Nazim: During the pandemic, it’s also time to plan and prepare for the post COVID-19 world. When talking to some journalists, they also confessed working on some cold stories to be prepared for the day after. We are conscious that the next six months will be incredibly busy, when we see the number of events supposed to take place in the first half of 2020 be postponed for the second half of the year.

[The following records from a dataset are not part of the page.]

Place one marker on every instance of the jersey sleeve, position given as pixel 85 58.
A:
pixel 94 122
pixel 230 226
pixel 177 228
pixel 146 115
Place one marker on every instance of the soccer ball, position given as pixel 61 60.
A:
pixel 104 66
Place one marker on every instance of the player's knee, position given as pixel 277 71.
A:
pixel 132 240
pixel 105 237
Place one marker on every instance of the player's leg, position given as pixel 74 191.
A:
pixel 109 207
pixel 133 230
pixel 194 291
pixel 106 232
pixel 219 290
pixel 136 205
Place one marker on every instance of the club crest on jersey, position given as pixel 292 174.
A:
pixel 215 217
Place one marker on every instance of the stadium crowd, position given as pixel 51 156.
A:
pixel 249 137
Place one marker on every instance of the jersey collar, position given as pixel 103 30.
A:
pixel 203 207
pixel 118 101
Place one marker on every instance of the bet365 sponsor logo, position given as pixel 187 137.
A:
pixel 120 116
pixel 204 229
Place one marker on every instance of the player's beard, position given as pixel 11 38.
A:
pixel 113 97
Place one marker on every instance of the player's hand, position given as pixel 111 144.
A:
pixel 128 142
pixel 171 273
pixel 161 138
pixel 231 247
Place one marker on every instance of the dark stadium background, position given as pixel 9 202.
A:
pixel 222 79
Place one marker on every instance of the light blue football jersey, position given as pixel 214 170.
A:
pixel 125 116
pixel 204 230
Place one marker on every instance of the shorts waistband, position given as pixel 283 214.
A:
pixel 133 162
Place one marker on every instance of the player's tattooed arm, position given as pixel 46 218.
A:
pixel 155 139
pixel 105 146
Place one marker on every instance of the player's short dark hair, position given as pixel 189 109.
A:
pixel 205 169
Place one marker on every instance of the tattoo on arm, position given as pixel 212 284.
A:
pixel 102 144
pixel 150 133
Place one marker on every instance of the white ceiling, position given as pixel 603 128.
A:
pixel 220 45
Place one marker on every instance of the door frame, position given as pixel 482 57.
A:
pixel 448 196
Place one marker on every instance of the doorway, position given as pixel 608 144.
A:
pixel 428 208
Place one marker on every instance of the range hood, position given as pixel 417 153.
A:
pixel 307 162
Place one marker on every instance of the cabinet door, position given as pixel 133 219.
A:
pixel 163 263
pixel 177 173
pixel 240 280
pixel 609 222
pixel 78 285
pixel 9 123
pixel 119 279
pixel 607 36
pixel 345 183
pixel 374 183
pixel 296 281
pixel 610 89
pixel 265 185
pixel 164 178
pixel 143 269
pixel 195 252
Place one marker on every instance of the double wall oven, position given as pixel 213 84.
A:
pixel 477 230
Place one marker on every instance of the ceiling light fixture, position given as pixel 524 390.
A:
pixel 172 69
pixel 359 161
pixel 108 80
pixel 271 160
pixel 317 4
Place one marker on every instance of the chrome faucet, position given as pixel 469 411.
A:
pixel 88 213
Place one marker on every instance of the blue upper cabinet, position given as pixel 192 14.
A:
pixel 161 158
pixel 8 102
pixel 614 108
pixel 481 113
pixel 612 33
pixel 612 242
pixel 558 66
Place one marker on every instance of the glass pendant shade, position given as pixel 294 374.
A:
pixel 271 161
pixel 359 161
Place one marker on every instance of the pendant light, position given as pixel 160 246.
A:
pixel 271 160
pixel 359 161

We also believe that many companies have postponed their announcements too to the latter half of 2020. It is going to be busy out there for journalists.
Tilo: The hardest change we encounter centers around the cancellation of multiple conferences, events, and summits, which in PR are essential for personal branding and thought leadership positioning. As the COVID-19 situation is still uncertain, we don’t know yet when it will be possible to attend events of a bigger size. Although we reacted quickly and switched to virtual formats and webinars, the benefits of such virtual gatherings are not the same as the typical networking character and personal talks are missing.
Further, we will observe how the media landscape develops. Smaller magazines and niche media are struggling and might need to close down. This might continue depending on how fast we will recover.
We also expect that digital media will experience an upswing and that social media, podcasts, and other formats, etc. will become even more important. This, in turn, leads to the proliferation of possibilities and consequently the fragmentation of audiences. Hence, we have to be even more careful about where to strategically position our content.